2025 Universal Registration Document

2.4 Remuneration of Directors and corporate officers

2. Corporate governance

2.4 Remuneration of Directors and corporate officers

2.4 Remuneration of Directors and corporate officers

2.4.1 Remuneration policies for Directors and corporate officers

Pursuant to Article L. 22-10-8 of the French Commercial Code, the General Meeting of 24 April 2026 is called to approve the remuneration policies for Directors and corporate officers as established by the Board of Directors (13th to 15th resolutions), i.e., the remuneration of:

  • the Directors;
  • the Chairman of the Board of Directors; and
  • the Chief Executive Officer.

These policies describe all the components of remuneration of the Directors and corporate officers, and explain the decision-making process followed to determine, review and implement them.

Shareholder dialogue and response to the vote at the 29 April 2025 General Meeting

At the General Meeting of 29 April 2025, the shareholders approved the remuneration policy for Directors by 99.93% of votes cast, for the Chairman of the Board of Directors by 97.82% and for the Chief Executive Officer by 87.74%. As it does each year, on the basis of the work carried out by the Nominations and Governance Committee and/or the Human Resources and Remuneration Committee, the Board of Directors analysed the results of the votes for all of the resolutions approved at the General Meeting, paying particular attention to any resolutions that had an approval rate of less than 80% of the free float.

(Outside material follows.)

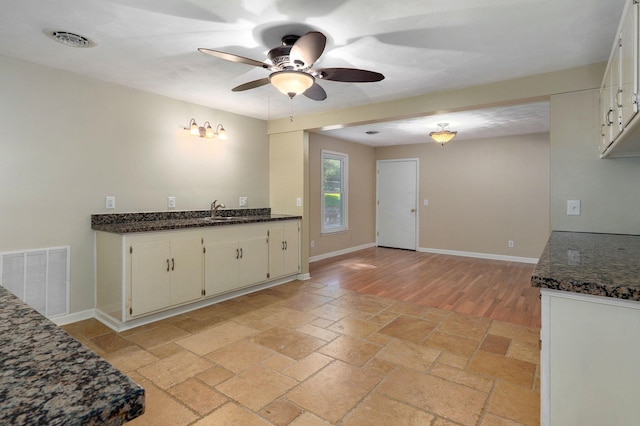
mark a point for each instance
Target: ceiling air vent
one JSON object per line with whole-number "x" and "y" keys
{"x": 70, "y": 39}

Following the 2025 General Meeting, the Board of Directors analysed the result of the shareholders’ say-on-pay vote on the remuneration policy for the Chief Executive Officer. Although the resolution was approved by a large majority (87.74%), the Board decided to launch a specific in-depth dialogue process before defining its future guidelines.

To that end, the Board asked the Company's teams to engage with L’Oréal’s shareholders earlier than in previous years. This process, which includes face-to-face meetings as circumstances allowed, forms part of a yearly exercise of direct and in-depth dialogue with shareholders.

The shareholder dialogue carried out in 2025 led to constructive discussions on how the Chief Executive Officer's remuneration policy was perceived by investors and proxy advisors.